C'est bizarre, une fois écrit ça paraît évident mais ça ne l'était pas avant. Peut-être parce que cet apprentissage revêt une forme un peu inhabituelle, se faisant de manière souterraine, non organisée et sur le moyen ou long terme.





Les BD de Nicolas de Crécy :
http://www.bedeo.fr/pseudonymes-bd/DE-CRECY.Nicolas

jeudi 4 décembre 2008

Fonétic

Prologue

Aujourd’hui, c’est expérimentation. On prend un sujet qui nous touche tous : l’orthographe.
Quelques conventions pour faciliter la lecture : les voyelles nasalisées (in, an, on) sont notées avec le signe ~. Le C se prononce toujours « k ». Le Ñ se prononce « gn ». Un conseil si vous ne comprenez pas : lisez à voix haute. C’est comme de l’italien, une fois qu’on a compris les règles de prononciation, ça vient tout seul.

En route

Ecrivõ ãn ortograf absolumã fonétic, a l’italièn.
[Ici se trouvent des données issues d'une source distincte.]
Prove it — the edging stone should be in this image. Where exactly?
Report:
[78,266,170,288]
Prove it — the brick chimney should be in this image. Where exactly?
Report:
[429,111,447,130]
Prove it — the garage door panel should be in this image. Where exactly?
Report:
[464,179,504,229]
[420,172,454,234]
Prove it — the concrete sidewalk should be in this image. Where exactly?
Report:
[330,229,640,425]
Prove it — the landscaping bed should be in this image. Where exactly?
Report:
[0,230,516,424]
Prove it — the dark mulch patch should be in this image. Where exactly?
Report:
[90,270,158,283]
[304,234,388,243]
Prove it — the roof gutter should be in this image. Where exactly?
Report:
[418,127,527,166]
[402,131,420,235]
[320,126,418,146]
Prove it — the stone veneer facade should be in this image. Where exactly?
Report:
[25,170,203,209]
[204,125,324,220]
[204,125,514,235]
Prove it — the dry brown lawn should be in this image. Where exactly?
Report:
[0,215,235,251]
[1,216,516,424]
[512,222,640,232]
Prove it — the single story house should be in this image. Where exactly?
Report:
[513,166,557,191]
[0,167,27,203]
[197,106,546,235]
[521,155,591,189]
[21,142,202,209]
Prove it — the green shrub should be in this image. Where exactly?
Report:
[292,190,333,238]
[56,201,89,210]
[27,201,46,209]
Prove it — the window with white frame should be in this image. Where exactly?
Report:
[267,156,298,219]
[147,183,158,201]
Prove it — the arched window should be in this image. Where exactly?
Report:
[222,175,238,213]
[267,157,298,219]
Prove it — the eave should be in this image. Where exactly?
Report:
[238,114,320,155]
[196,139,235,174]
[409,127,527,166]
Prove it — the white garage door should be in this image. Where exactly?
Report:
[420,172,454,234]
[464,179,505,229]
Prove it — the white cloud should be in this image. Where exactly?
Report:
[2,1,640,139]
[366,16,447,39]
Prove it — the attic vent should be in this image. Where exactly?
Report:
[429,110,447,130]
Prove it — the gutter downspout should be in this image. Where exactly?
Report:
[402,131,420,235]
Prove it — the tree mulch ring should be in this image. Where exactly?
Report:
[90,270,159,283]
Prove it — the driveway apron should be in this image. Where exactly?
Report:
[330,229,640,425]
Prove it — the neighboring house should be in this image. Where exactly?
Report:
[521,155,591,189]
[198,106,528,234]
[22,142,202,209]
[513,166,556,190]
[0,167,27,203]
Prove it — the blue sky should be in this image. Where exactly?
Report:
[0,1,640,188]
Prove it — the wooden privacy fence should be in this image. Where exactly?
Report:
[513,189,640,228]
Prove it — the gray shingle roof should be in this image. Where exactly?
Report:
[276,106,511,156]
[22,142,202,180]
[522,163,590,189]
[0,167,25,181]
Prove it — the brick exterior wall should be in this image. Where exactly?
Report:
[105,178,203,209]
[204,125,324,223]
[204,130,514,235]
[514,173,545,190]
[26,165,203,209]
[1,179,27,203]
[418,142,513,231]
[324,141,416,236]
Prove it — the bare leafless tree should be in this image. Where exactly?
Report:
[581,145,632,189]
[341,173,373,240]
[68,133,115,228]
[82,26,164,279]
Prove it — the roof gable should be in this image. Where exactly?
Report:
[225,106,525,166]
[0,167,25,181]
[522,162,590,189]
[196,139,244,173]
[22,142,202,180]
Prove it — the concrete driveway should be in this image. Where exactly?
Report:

Premié problèm ci viĩt a l’èspri, la lizibilité. Sa n’a pa l’èr totalemã ĩsurmõtabl a premièr vu mè nouz ã sorõ plus sur se sujè a la fĩ de sèt èsè.

Pèrt d’ĩformasiõ

La critic la plu frécãt ci è fèt a un réform de l’ortograf è l’abãdõ de l’orijin dè mo é l’apovrismã de la lãg. Vouala comã õ se retrouv ãcor a parlé d’étimoloji isi !

Il è vrè ce le fransè, du fè de sõ acsãtuasiõ particulièr, a plus fè évolué lè mo ce d’otr lãg latin. L’èspañol é l’italiĩ par egzãpl sõ plu proch du latĩ, parse ce l’acsã tonic i è mouĩ ecscluzif c’ã frãsè : ã frãsè, la dèrñèr silab a disparu car l’acsã tonic, situé sur l’avã-dèrñèr silab com dã tout lè lãg latin, è tèlmã for c’il a fè disparètr la dèrñèr silab. Dez egzãpl : amare-aimer, filia-fille (le E è muè). Õ trouv ĩ fénomèn ĩ pe similèr ã portugè (du Portugal, pa du Brézil) : « Praça do comercio » se di « Pras d’c’mers ». Dè problèm d’ortograf se poz d’aier osi o Portugal.
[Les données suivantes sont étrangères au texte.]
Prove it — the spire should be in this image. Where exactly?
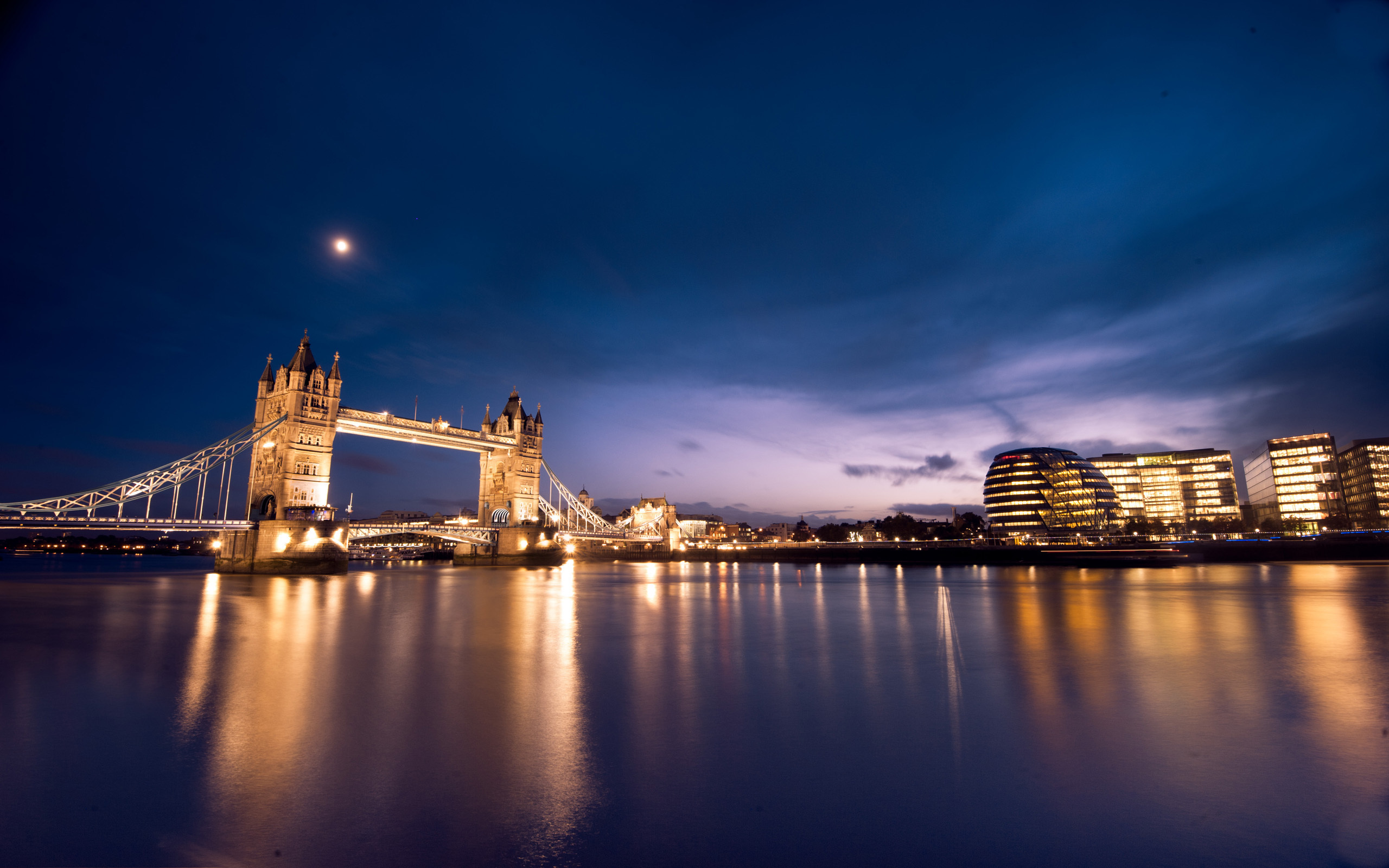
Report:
[289,329,318,374]
[501,386,525,422]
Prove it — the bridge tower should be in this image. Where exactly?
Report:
[478,389,545,528]
[214,329,347,573]
[246,329,343,518]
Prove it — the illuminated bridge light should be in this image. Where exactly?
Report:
[983,447,1124,536]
Par cõsécã, un écritur totalemã fonétic ãjãdrerè un pèrt d’ĩformasiõ étimolojic. Mè è-s vrèmã ĩportã ? Ci se sousi d’étimoloji ? É ne pet-õ pa retrouvé l’étimoloji dè mo, mèm avec un ortograf totalemã fonétic ? Sela demãderè un analiz plu pousé.

Cãt a l’apovrismã de la lãg, je ne pãs pa ce la critic soua solid : ãcor un foua, l’èspañol e l’italiĩ ne sõ pa dè lãg povr or il s'écriv de mañèr totalmã fonétic.

La pert d’ĩformasiõ sur la fõcsiõ gramatical n’è pa forsémã ĩportãt nõ plu : cõbiĩ de lang fõcsion trè biĩ sã fõcsiõ gramatical préciz ? Un sel egzãpl : ãn ãnglè, « same » pet ètre ĩn adjectif ou ĩn nõ sã ce sa poz ĩ problèm.

Acsã loco

Cèlce cèstiõ pev se pozé consernã la priz ã cõt dèz acsã réjiono. Ãn èfè, dã le nor de la Frãs, õ distĩg « é » de « è », alor ce « un » e « in » se pronõs parei. Dã le sud, s’è le cõtrèr. Sur se tip de pouĩ, il fodra fèr dè choua. De la découl ĩ cõsta ĩportã : l’ortograf ne poura pa ètr totalmã fonétic : c’õ soua dã le nor ou dã le sud, il fodra se cresé la tèt pour écrir sertĩ mo. Sela di, sa parè minim par rapor oz avãtaj sur tou lez otre mo.

Finisõz-ã

Troua pouĩ pour finir :
- je pãsè ce lè lièzõ poserè ĩ gro problèm mè il n’ãn è riĩ. Il sufi d’écrir com sa se pronõs ;
- la cãtité de siñ diacritic èt ĩportãt ; s’è révélater de la divèrsité dè vouaiel ã frãsè ;
- l’ortograf c’õn obtiĩ n’è pa trè louĩtèn de sel du créol de la Réuniõ. Or s’è lizibl, mèm s’il fo s’i prãdr a voua ot d’abor.



Ãfĩ, ĩ peti test : cõbiĩ de mo sõ resté ortografié com d’abitud dã se cour text ? A pe prè 25%, e surtou dè mo trè cour, tou le rest a chanjé. Dõc tou lèz otre mo s’écriv ojourdui de mañèr ãbigu. Sa fè réfléchir qã mèm. Il ne fo pa s’étoné aprè sa ce lè fot soua frécãt.

à mèm tã, õ pe désidé ce l’aprãtisaj de l’écritur prãdra dèz ané é ce, de tout fasõ, le frãsè èt un lãg difisil. S’è le ca du chinoua.




… Celui-là, je veux bien être pendu si quelqu’un le lit jusqu’au bout.